Since 2000, companies with more than 20 employees have enjoyed more leisure time than ever, thanks to the 35-hour working week.
Yet the full impact of the initiative -- economically and socially -- has yet to be fully understood.
Some in industry and government have nothing but praise for the four-year-old legislation, which cut the working week by four hours; others say it has cost France dearly.
"You obtain much better results when people are relaxed and in good shape, rather than being tense -- by working less you generally work better," Thierry Monfort, CEO of Laboratoires Boiron near Lyon told CNN.
The homeopathy company claims to have maintained both salaries and productivity, although not everyone is happy about the shorter working week.
"We have been forced to reduce the number of hours, eventually that is going to affect our bottom line," says Giles Le Lamer CEO of Electrovision, a lighting and disco company.
The law was introduced by left-wing former Prime Minister Lionel Jospin in the hope it would bring more jobs, as well as extra leisure time.
Yet France still has one of the lowest employment rates in Europe, with just over 60 percent of the active population in work, compared to 65 percent in Germany and 73 percent in Britain.
Current Labor Minister Francois Fillon has tried watering down the law by raising the legal limit on overtime.
But economic reforms have deeply divided France, chipped away at the conservative government's popularity and sparked protests.
Just this week, voters delivered a devastating verdict on President Jacques Chirac's government and its reform program when opposition Socialists won nearly all of France's 26 regions.
Budget Minister Alain Lambert sparked controversy last year, saying the law was costing 15 billion euros a year and that France's public deficit would probably have remained below the EU cap if the law had not been passed.
The Organization for Economic Co-operation and Development (OECD) also estimates that the 35-hour week costs the government eight to 10 billion euros per year.
"On balance there has been some small increase in productivity that can probably be attributed to the (shorter) week," says John Martin of the OECD.
"It is quite clear that the increase in productivity is not large enough to offset the full cost of the 35-hour week."
According to the Work Foundation, a charity that advises companies on flexible working, there is no evidence to prove that longer hours bring about productivity gains.
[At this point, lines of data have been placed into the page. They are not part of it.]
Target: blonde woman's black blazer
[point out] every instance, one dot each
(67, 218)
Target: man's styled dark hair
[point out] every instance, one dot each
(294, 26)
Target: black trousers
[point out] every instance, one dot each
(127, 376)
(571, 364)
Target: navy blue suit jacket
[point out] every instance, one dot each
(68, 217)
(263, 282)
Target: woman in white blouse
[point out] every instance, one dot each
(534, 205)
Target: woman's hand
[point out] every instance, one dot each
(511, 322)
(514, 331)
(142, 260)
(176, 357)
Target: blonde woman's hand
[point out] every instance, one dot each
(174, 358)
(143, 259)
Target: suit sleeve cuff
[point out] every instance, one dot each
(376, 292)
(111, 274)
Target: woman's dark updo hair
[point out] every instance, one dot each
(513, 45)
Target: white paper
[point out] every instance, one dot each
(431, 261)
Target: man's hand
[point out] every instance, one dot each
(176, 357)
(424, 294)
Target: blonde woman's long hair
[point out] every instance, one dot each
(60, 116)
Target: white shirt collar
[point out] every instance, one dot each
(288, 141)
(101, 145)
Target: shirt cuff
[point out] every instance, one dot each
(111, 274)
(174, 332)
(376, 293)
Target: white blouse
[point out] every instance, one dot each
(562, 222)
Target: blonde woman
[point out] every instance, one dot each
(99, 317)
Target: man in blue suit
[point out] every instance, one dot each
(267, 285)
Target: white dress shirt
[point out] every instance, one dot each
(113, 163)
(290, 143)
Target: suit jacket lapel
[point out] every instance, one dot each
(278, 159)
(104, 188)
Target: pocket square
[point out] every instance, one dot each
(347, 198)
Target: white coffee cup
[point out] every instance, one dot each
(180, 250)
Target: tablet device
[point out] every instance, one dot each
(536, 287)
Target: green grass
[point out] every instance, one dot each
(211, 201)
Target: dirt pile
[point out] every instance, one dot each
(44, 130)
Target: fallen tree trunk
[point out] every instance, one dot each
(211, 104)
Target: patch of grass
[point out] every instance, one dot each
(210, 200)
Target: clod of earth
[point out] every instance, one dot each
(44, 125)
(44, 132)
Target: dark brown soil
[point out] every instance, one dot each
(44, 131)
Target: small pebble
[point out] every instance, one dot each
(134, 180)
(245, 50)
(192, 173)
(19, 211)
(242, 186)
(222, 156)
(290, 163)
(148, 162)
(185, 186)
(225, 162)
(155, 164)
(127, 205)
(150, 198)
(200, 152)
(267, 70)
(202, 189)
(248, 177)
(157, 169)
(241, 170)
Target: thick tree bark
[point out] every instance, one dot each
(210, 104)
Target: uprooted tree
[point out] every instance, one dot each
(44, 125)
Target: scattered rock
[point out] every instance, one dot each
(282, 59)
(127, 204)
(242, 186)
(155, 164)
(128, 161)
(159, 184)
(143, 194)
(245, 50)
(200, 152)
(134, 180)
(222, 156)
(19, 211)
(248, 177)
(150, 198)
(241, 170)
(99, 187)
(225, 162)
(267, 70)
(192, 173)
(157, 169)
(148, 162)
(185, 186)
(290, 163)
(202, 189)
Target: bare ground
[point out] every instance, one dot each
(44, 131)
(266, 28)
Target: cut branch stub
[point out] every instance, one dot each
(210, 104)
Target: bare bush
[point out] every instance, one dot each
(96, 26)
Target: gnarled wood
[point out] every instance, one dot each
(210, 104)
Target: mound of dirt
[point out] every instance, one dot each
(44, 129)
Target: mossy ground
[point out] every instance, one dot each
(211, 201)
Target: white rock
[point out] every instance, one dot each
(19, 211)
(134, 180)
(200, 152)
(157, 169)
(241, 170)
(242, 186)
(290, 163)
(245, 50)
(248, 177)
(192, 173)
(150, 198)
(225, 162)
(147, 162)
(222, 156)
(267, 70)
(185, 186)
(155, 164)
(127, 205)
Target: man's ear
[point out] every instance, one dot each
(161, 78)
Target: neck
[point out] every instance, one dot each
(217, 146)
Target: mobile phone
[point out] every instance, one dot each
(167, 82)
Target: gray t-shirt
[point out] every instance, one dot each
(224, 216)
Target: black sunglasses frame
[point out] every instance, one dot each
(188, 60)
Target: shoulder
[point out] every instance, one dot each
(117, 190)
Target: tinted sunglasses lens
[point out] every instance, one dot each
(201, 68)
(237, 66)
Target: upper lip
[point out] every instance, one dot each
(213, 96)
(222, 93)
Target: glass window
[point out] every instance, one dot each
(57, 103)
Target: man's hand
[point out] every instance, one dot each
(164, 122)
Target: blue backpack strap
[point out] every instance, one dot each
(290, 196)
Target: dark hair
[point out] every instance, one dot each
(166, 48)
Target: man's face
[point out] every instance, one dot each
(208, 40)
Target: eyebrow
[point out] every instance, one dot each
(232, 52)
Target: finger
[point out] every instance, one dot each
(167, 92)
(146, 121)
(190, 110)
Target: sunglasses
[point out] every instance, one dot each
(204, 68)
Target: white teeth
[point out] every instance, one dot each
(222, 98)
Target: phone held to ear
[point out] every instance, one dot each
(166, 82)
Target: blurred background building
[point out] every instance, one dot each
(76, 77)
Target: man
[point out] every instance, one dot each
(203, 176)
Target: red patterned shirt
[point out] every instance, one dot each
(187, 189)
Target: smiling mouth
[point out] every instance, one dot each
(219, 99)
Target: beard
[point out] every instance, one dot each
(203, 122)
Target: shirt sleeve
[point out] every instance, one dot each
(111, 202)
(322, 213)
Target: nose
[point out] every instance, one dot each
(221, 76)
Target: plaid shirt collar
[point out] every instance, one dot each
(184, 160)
"It is about how you organize your work. It is about working smarter rather than harder," says Alexandra Jones, of the Work Foundation.
"So actually associating the two is a mistake and it is shown by France's productivity."
One thing that is clear, a change in the law is unlikely anytime soon.
"If I told my employees "we are going to do what we did three years ago, instead of working less for the same salary, you will work more for the same salary" -- then, they would take to the streets," says Le Lamer.
Already more German companies are considering allowing employees to work longer than the standard 35-hour week, following carmaker DaimlerChrysler's example.
Yet many in France worry that the government's reform agenda could undermine their way of life by changing it into a more Anglo-American, capitalist society.